Device instantiation

Once it's been determined that a NIC device is present, the driver initializes and configures the interface. It's always a good idea for the driver to reset the device before proceeding, since the device could be in an unknown state (e.g. in the case of a previous incarnation of io-net terminating prematurely without getting a chance to shut off the device properly).

Next, the driver typically allocates some structures in order to store information about the device state. The normal practice is to allocate a driver-specific structure, whose layout is known only to the network driver. The driver may pass a pointer to this structure to other networking subsystem functions.
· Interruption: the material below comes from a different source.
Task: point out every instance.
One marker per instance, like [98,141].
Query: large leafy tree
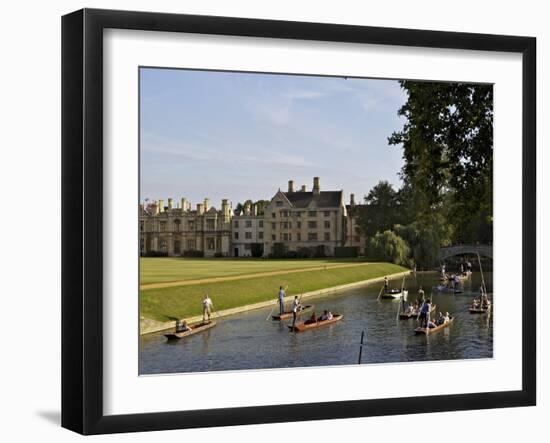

When calls are made into the driver's entry points, the subsystem passes this pointer, so the driver always has access to any data associated with the device. It's a good idea for the driver to store any configuration-related data in the nic_config_t structure so that the driver can take advantage of more of the functionality in libdrvr. The nic_config_t structure can be included in the driver-specific structure.

Also, if higher-level software queries the driver for configuration information, it will expect the information to be in the format defined by the nic_config_t structure, so it's convenient to keep a copy of this structure around.

Avoid the use of global variables in your driver if possible. Referencing global variables is much slower than accessing data that resides in a structure that the system allocated (e.g. calloc()).

Network drivers generally use an interrupt handler to receive notification of events such as packet reception. We strongly recommended that network drivers use the InterruptAttachEvent() call instead of InterruptAttach() to handle interrupts. In an RTOS, we must keep the amount of time spent in an interrupt handler to an absolute minimum so as not to negatively impact the overall realtime determinism of the system. Therefore, the type of operations performed by network drivers, such as copying packet data or traversing linked lists or iterating ring buffers, should be performed at process time.

The driver normally creates a thread during initialization, to handle events (such as interrupt events, timer events etc.). Note that you need to be extra careful, since multiple threads could simultaneously call into your driver. In addition, the driver's own event thread could be running, so it's very important that all data and device entities are protected (e.g. using mutexes). Make sure you are familiar with multi-threaded programming concepts before attempting to write a network driver.

Once the device is initialized and is ready to be made operational, the driver registers the interface with io-net. See the reg field of the io_net_self_t structure for details on how to register with io-net. When the driver registers, it provides various information to io-net, to allow the networking subsystem to call into the driver's various entry points.

After registering with io-net, the driver must advertise its capabilities to the networking subsystem. See the dl_advert field of the io_net_registrant_funcs_t structure for more details.

At this point, the device is ready to begin operation. The driver's entry points may now be called at any time to perform various tasks such as packet transmission. The driver may also call back into the networking subsystem, for example, to deliver packets that have been received from the medium.